Qantas is set to next year deliver its first dividend since the financial crisis, according to analysis from Citi.
The bank’s analysts have made the call as they predict a reduction in capacity will improve the national carrier’s profitability metrics, and forecast the bitter price war with Virgin will become a distant memory.
They are also expecting the international operations to become less of a drag as discounting on flights to the UK and the US subsides.
“With the benefits of the domestic duopoly yet to be recognised, and the structural changes to international still a few years away we do believe there can be increased confidence in the delivery of the earnings and free cash flow profile for Qantas,” Citi said.
“In avoiding another domestic capacity (and price) war, we believe the earnings base from domestic, coupled with the earnings profile of frequent flyer, continues to support further capital management opportunities.”
In Citi’s view the capital management strategy will remain focused on buybacks this year, with $490 million of shares tipped to be reclaimed by Qantas (QAN).
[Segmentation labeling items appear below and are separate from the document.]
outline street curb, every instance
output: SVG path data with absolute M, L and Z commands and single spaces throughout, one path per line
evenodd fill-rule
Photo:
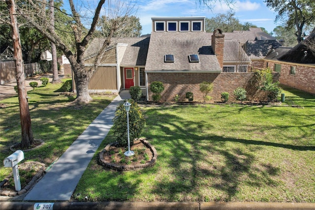
M 0 202 L 1 210 L 33 210 L 35 202 Z M 45 204 L 39 203 L 41 205 Z M 314 210 L 315 204 L 307 203 L 260 202 L 68 202 L 49 203 L 56 210 Z

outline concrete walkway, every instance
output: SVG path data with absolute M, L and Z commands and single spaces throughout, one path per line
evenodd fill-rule
M 130 98 L 122 91 L 68 148 L 24 201 L 69 201 L 97 148 L 113 125 L 117 105 Z

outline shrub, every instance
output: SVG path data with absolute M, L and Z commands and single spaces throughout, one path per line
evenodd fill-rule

Last year, the group reclaimed $505m worth of stock.
However, the focus may shift in the 2017 financial year provided there is no sudden downturn in the operating environment.
“With tax credits still needed to be worked through to start adding to franking credits, we see another buyback as increasingly likely to be announced at the FY2016 results, with the prospect for dividends to resume in the first half of FY2017,” the report said.
Citi believes the group could deliver $363m in dividends through the 2017 financial year.
Qantas has not declared a dividend since the second half of calendar year 2008, with the airline first dealing with depressed demand on the back of the financial crisis before being hit by a surge in oil prices.
The oil price issue has since turned into a tailwind for Qantas, which announced a swing to a $557m profit last financial year.
Softness in consumer demand over the past couple of months has slowed the carrier’s performance this year, but it is still on track for profit, with the company announcing on Monday it had arrested a brief slide in a key domestic profitability measure.
Citi applauded this news in its latest report, but warned the airline sector was always on edge amid the risk for an international shock to crimp profits.
Qantas stock has slumped 25 per cent since mid-April, owing to its decision to trim capacity guidance, but Citi believes traders have overreacted.
“Overall, the share price reaction … has been severe, and one that doesn’t reflect the underlying earnings quality in the business, in our view, nor the structural improvements management are delivering,” the bank’s analysts said.
“Nor does the share price reflect the quantum of dividends and buy backs expected to be delivered by the board over the next 15 months.”
Qantas shares traded up 0.2 per cent at 1.30pm (AEST), against a broader market fall of 0.9 per cent.